Mapal · 02/07/2012 21:26

I get up at 5.30am ish every day for work, home by 6pm. That's pretty normal isn't it? What's his problem?

kotinka · 02/07/2012 21:27

This reply has been deleted

Message withdrawn at poster's request.

bogeyface · 02/07/2012 21:30

My BIL gets up for work at 5am, works 6-6 and sleeps less than your DH.

Sounds like a lazy fecker to me, and the lack of affection isnt good either.

How are things generally?

Lonelylou · 02/07/2012 21:31

I think it's mostly about the fact that I NEVER get greeted with a hug, a kiss or a 'I've missed you'.

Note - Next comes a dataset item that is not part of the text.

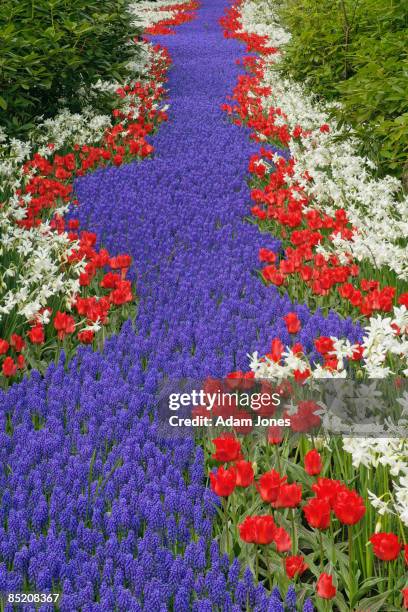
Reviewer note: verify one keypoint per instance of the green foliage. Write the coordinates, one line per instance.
(49, 49)
(356, 52)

Is it just me that doesn't ever get this? We have spoken about it often and he says he's sorry he'll change. I suppose I know already what he'll say if I ask him about it...same old...same old. Sad

OP posts:
kotinka · 02/07/2012 21:33

This reply has been deleted

Message withdrawn at poster's request.

RandomNumbers · 02/07/2012 21:34

well get rid of him then

don't bloody martyr yourself over a bloke who cba to even greet you nicely

life is for LIVING, grab with both hands and cling on, don't shuffle towards a lonely old age

allnewtaketwo · 02/07/2012 21:38

I think YABU expecting him to get up in the middle of the night tbh

allnewtaketwo · 02/07/2012 21:40

Oh just read your last post, clearly there is a bigger problem

Lonelylou · 02/07/2012 21:41

allnewtaketwo...don't understand your reply.